ACG 2016. P376. Vedolizumab for the Treatment of Crohn’s Disease: Experience in an Inflammatory Bowel Disease Clinical Practice
Blum Andrew, MD, PhD1, Gregory Nizialek, MD2, Keyur Parikh, MD1, Maneesh Dave, MD, MPH2, Jeffry Katz, MD2 1. University Hospitals Case Medical Center, Cleveland, OH;
2. University Hospitals Case Medical Center, Case Western Reserve University, Cleveland, OH
Results: Between August 2014 and December 2015 26 patients with Crohn’s disease started vedolizumab and were followed for at least 14 weeks (54% male; mean age, 47 +/- 15.1 years). The patients exhibited a significant decrease in HBAI, from 9.9 at baseline, 7.8 after 14 weeks, and 7.0 after 6 months (P < 0.001 and P=0.01 respectively). Thirty-six percent of patients were completely off steroids after 4 weeks and 63% were completely off steroids after 6 months. Clinical response, defined as improvement in disease severity as measured by HBAI, was achieved in 36% (8/22) and 50% (8/16) of patients after 14 weeks and 6 months of vedolizumab treatment, respectively. Clinical remission, defined as HBAI < 5, was achieved in 18% (4/22) and 31% (5/16) of patients after 14 weeks and 6 months of vedolizumab treatment, respectively. Additionally, C-reactive protein levels declined at 14 weeks and at 6 months (P < 0.01). The most common side effect recorded was arthralgia, affecting 15% of participants. Notable serious adverse events were hospitalization (2/26) and colectomy (1/26). Eighty-eight percent of patients followed for at least 6 months remained on vedolizumab.

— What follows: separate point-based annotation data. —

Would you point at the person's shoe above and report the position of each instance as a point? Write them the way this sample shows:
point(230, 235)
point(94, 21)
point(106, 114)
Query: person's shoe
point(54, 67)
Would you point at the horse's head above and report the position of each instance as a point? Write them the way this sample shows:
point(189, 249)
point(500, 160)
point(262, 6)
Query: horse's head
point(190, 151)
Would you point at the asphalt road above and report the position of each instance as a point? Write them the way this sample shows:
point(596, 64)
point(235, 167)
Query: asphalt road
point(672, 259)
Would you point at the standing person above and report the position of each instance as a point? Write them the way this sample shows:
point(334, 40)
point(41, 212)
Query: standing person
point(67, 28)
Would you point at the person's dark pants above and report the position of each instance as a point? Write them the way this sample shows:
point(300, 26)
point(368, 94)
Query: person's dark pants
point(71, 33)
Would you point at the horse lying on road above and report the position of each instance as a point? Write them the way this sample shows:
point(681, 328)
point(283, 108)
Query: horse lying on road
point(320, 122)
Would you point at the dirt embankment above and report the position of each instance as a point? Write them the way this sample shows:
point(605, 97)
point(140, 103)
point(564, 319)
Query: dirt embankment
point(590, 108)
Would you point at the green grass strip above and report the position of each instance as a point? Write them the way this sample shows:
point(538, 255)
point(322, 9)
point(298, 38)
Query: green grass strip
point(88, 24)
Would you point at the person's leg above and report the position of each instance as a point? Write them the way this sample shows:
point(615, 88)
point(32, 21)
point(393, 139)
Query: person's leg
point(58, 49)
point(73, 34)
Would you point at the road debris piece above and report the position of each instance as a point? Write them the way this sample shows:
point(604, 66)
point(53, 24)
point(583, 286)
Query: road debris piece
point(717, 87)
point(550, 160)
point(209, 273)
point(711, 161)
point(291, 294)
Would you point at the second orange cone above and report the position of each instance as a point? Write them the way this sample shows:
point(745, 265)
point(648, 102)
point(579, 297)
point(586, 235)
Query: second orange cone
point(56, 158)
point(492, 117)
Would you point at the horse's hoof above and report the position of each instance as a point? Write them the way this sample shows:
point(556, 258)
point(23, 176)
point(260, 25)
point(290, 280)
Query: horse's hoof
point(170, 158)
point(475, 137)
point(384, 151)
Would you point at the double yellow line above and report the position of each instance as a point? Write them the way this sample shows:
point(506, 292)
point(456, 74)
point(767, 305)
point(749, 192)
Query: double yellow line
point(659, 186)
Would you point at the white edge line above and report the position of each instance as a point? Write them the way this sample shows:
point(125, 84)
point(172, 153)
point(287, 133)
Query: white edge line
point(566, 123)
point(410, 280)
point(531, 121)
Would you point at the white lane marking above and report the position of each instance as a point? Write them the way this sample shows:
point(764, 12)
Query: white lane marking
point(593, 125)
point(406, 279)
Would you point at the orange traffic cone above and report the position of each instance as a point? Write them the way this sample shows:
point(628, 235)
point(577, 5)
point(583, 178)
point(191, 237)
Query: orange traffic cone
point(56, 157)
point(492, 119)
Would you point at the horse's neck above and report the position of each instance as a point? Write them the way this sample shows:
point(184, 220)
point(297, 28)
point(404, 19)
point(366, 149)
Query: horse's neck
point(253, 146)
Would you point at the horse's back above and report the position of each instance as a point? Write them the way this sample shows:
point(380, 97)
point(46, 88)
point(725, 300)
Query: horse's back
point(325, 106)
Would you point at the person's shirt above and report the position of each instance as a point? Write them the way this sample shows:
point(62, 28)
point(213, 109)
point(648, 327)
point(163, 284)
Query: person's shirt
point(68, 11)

Conclusion: In this real world CD cohort, vedolizumab was effective and had a favorable safety profile. Patients with longer treatment duration were more likely to have clinical improvement. Serum CRP levels decreased in aggregate during treatment, mirroring clinical improvement. Serious adverse events were uncommon and may reflect a refractory disease state rather than a drug reaction.
CARE™ Faculty Perspective: This real-world experience with vedolizumab confirms the favourable safety profile seen in controlled clinical trials. Long-term exposure to this agent appears to be both effective and safe. In another real-world treatment study of vedolizumab presented at ACG 2016 (P1918), results found that the majority (80%) of UC and CD patients receiving vedolizumab complete the induction phase, and ~75% of all patients on vedolizumab are persistent on therapy after 6 months of initiation.